4.Un retour vers le monde ordinaire, où le héros réussit ou échoue

5.L'utilisation du gain, qui peut permettre d'améliorer le monde

Si vous avez l'impression que vous êtes en terrain connu, c'est normal. Non seulement George Lucas a admis ouvertement s'être inspiré de l'ouvrage de Campbell pour écrire Star Wars (et c'est rare qu'il est aussi transparent à propos de ses sources d'inspiration : il nie encore avoir imité "The Last Castle" de Kurosawa...), mais disons que le bouquin est bien connu à Hollywood et qu'on en retrouve des traces très nettes de Disney à Avatar, en passant par Matrix.

Bref, c'est peut-être pas la meilleure piste à creuser si vous voulez être un tantinet original! ;)

lundi 21 novembre 2011

Au salon du livre de Montréal

Au salon du livre de Montréal, en arrivant j'étais crevée et démoralisée, auteure orpheline de mère et de livres (puisqu'Hanaken n'était nulle part) venue là un peu par principe.

Puis j'ai jasé avec pleins de copains passionnés, qui écrivent, qui publient, qui vont publier... Les Isabelle, Jonathan, Ariane, Caroline, Élisabeth, Mylène, Luc, Dominic, Guillaume, Philippe-Aubert, Sébastien, Pascale, Richard, Pat, Mariane et Josée de ce monde, vous m'avez fait un bien fou hier! :)

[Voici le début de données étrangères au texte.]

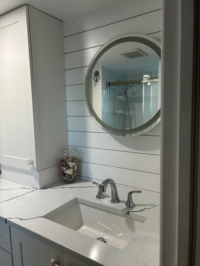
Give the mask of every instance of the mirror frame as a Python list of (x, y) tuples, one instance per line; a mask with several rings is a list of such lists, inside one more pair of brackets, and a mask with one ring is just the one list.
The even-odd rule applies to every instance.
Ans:
[[(103, 127), (110, 131), (119, 134), (131, 134), (140, 132), (151, 126), (160, 117), (160, 108), (154, 116), (142, 126), (131, 129), (120, 129), (110, 127), (103, 122), (97, 115), (93, 109), (90, 100), (90, 80), (92, 78), (92, 77), (91, 77), (92, 76), (92, 71), (97, 61), (106, 52), (112, 47), (120, 43), (130, 41), (140, 43), (148, 46), (153, 50), (161, 59), (161, 44), (158, 41), (151, 37), (144, 34), (139, 33), (123, 34), (112, 39), (103, 45), (98, 51), (90, 63), (86, 72), (85, 78), (85, 99), (88, 109), (91, 117), (101, 128)], [(89, 78), (88, 78), (88, 77), (90, 77)], [(102, 129), (103, 129), (103, 128)], [(151, 128), (149, 130), (151, 129)], [(138, 134), (136, 135), (139, 134)]]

J'ai aussi eu le temps de discuter avec la Grande Dame d'une nouvelle que j'avais travaillé avec elle en atelier et que Solaris venait de refuser (en me disant qu'ils aimeraient en lire une ré-écriture). Je crois qu'avec son aide et celle d'Isa, on a réussi à la remettre sur de meilleurs rails. On verra ce que ça donne une fois réécrite.

Au 5 à 7 des blogueurs, j'ai eu la grande joie de voir apparaître mon chéri, qui pourtant n'aime pas tellement les occasions où la conversation tient lieu d'unique divertissement.

Plus tard, de retour au salon, alors que je faisais signer Yves Ménard dans mon Solaris, il m'a demandé comment allaient mes projets. Je me suis dit que c'était le monde à l'envers...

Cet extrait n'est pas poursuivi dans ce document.